Nesner emphasized that the existing degradation of Haiti’s environment, the centuries-old pattern of land grabbing, and the government’s demonstrated failure to respect the human rights of its people make the country uniquely vulnerable to extractive industry activities. Mining causes extensive damage to large amounts of land and has led to the displacement of communities all over the world. Land in Haiti for farming is already in short supply. Haiti’s propensity for earthquakes, moreover, creates unique risks for tailing dam failures, which have caused increasingly catastrophic fatalities and environmental destruction globally.
Nesner emphasized to the IACHR that the displacement of farmers by extractive industries is a violation of their human rights and must be rigorously condemned, including by international advocates.
Learning from the experiences of mining in other countries, KJM and other organizations continue to educate residents on the risks of mining and promote sustainable development pathways determined by Haitian people.

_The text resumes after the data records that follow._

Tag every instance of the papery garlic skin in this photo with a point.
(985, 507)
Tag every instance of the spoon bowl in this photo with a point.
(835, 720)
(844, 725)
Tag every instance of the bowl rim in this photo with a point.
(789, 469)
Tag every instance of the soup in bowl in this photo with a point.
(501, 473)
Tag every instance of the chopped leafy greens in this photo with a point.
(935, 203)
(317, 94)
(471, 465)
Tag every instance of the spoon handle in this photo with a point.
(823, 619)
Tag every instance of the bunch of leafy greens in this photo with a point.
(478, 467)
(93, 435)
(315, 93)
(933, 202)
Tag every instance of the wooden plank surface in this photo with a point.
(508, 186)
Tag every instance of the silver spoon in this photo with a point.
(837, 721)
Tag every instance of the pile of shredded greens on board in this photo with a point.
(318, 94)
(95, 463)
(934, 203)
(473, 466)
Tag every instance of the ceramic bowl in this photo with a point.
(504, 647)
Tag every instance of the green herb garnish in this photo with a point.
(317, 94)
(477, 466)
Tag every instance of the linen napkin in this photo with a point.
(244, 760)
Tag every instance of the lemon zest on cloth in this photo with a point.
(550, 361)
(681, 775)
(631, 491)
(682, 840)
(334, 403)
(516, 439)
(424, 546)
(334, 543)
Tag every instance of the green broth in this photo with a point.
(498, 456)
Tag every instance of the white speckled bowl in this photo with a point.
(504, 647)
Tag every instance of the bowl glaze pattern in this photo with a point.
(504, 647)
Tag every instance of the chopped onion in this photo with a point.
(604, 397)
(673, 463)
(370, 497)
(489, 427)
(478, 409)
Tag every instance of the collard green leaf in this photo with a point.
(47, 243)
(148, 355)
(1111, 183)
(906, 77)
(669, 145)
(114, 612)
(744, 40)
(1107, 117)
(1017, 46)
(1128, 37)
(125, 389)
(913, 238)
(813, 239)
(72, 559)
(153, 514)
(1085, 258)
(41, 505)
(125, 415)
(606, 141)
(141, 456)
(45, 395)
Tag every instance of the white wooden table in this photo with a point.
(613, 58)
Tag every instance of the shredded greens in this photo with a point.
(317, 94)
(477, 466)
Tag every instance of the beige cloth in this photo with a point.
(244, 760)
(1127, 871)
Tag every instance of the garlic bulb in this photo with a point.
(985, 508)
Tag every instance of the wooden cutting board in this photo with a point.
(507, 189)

This fall, KJM and the New York University Global Justice Clinic will be launching Ayiti Kanpe Min (Mining-Free Haiti), a website to provide Haitian communities with information about the mining industry, their legal rights, obligations of mining companies, and the risks posed by mining to Haitian communities.
Given the decades-long opposition to mining in Haiti, the mounting evidence of its catastrophic harm, and the growing number of countries banning the industry, Haiti may be well-positioned to become the first Caribbean country to ban metal mining. That is the hope of communities in Northwest Haiti fighting for their futures in a mining-free Haiti.
Yulanda Lui is a law student at New York University School of Law, interested in movement lawyering and in building the power of communities over their future.
Samuel Nesner is a community organizer who lives and works in Haiti. From 2013 – 2017, he served as one of five lead organizers with the Kolektif Jistis Min (KJM), a coalition of Haitian social movement organizations monitoring metal mining and supporting affected communities. He is currently studying law at Université Quisqueya in Port-au-Prince.